Overview-From the brink of extinction following the tragic ethnic genocides and subsequent trooping in of refugees, felling of trees, poaching of wildlife, assault of nature through flooding, soil erosion, and the mindless introduction of species to a shining example of conservation Gishwati-Mukura NP highlights Rwanda's commitment to preserving its natural heritage. As the country's fourth largest park, Gishwati-Mukura National Park is a story that needs to be told. Still finding its feet in the eco-tourism map of the world, the park and holds enormous promises for those who want to experience it’s amazing wilderness.
Located in the north-west of the country in the districts of Ngororero and Rutsiro, the park is the culmination of two rainforests, the larger Gishwati, and smaller Mukura coming together to form a single national park. Covering an area of about 3,558 hectares or 34 square kilometres plus a buffer zone, the park is a marvel of biodiversity and renowned for its diverse plant species. It is home to over 60 species of trees like the bamboo and hardwoods and has the habituated chimpanzees, as its biggest draw. Sharing space with the group of 20 chimpanzees are four other primate species, L’Hoest’s monkeys, blue monkeys, golden monkeys, white and black colobus monkeys red beside river hogs, black-fronted duiker and serval and around 84 bird species. The park is set to open in 2019,
Gishwati-Mukura National Park is a tropical rainforest, so the best time is the dry season from June to September. There is also a shorter dry season that is between mid-December and mid-February. Around this time the sun is out, the trails are dry and bugs and mosquito menace is low. Tracking the chimpanzees, birding, nature walks and hikes can be best enjoyed in the dry season and it's easy to spot wildlife. The wet season is from mid-February to May, and October to mid-December. The scenery around this time is beautiful and lush and primate viewing is easy as most are out foraging for food.

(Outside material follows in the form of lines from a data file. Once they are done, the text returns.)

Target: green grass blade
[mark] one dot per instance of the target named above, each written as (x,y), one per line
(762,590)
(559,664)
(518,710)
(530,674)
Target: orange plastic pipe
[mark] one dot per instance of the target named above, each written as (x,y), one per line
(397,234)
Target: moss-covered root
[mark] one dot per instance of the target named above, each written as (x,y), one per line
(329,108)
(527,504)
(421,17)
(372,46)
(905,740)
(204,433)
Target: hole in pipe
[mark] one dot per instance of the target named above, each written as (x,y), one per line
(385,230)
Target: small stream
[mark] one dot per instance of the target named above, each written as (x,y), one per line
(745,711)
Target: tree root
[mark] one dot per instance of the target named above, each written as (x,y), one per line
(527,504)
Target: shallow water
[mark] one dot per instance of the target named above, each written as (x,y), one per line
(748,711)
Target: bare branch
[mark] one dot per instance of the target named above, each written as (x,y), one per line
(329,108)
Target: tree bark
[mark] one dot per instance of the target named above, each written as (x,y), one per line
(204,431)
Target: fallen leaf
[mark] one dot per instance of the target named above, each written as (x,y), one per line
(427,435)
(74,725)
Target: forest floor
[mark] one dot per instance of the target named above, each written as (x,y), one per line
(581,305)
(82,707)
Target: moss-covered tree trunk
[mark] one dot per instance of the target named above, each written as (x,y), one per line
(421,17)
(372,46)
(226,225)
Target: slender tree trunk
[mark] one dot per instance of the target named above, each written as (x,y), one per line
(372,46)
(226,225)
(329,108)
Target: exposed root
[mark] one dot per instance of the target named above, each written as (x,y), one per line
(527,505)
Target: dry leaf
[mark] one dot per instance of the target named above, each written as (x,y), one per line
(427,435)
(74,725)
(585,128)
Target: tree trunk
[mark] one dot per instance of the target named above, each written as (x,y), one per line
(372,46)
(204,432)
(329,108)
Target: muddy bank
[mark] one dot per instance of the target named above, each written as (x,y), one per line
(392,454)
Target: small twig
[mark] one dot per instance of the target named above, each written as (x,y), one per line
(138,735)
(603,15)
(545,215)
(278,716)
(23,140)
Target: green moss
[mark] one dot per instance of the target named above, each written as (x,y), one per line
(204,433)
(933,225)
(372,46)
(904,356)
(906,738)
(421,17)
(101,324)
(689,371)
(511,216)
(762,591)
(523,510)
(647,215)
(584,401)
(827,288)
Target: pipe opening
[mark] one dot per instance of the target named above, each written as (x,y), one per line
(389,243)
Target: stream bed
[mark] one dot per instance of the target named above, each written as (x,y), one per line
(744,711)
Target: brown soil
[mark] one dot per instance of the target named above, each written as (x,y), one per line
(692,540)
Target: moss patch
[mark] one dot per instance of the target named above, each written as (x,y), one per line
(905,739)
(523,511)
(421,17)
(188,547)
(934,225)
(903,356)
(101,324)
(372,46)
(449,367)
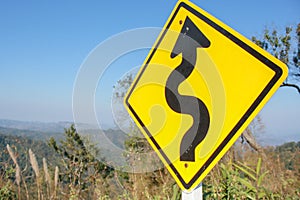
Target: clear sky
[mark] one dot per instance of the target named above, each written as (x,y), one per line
(44,43)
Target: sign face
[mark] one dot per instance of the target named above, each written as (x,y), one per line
(199,88)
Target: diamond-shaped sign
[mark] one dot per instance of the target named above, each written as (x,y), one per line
(199,88)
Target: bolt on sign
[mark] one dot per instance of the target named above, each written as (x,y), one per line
(199,88)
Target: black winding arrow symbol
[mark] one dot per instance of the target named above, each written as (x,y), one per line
(187,43)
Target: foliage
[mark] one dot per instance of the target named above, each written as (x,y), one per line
(282,47)
(80,167)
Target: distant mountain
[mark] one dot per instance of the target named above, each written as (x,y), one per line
(35,126)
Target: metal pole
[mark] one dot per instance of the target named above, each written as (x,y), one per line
(194,195)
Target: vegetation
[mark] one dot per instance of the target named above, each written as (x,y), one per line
(242,174)
(71,169)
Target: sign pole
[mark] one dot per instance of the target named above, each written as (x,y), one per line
(194,195)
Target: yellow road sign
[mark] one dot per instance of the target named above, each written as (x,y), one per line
(199,88)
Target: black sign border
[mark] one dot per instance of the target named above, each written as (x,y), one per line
(278,73)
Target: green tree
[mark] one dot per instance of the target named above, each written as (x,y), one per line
(81,168)
(285,47)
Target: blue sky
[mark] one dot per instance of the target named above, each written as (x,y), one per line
(44,43)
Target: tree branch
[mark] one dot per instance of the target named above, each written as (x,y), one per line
(291,85)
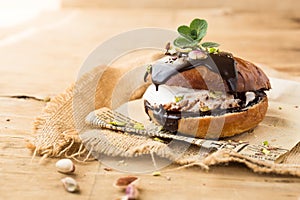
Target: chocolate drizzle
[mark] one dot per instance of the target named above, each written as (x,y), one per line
(221,63)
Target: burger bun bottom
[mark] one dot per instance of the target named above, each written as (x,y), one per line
(227,125)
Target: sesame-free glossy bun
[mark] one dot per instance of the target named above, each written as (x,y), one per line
(250,78)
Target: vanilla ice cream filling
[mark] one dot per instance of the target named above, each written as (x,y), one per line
(175,98)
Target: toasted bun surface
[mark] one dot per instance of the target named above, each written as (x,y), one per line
(250,78)
(226,125)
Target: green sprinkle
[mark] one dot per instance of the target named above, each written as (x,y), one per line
(204,108)
(139,126)
(266,143)
(212,50)
(117,123)
(178,98)
(156,173)
(265,151)
(215,94)
(158,140)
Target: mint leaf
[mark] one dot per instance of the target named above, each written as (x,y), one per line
(209,44)
(200,26)
(185,32)
(183,42)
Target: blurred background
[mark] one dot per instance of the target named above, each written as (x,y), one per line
(44,43)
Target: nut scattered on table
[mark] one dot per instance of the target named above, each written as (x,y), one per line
(132,192)
(123,182)
(65,166)
(70,184)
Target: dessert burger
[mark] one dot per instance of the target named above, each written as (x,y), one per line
(200,91)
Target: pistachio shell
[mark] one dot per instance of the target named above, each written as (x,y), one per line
(70,184)
(65,166)
(123,182)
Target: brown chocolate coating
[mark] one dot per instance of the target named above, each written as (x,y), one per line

The park is a marvel of biodiversity and is home to over 60 species of trees like the bamboo and hardwoods. Sharing space with the habituated group of 20 chimpanzees are four other primate species, L’Hoest’s monkeys, blue monkeys, golden monkeys, white and black colobus monkeys red. You can also see river hogs, black-fronted duiker and serval and around 84 bird species. The park is uniquely endowed for guided nature hikes and you can explore the waterfalls besides doing some chimp and monkey tracking.
The park can be accessed by road or by air and while on road public or private cars can be used, though it is advisable you book through a tour operator.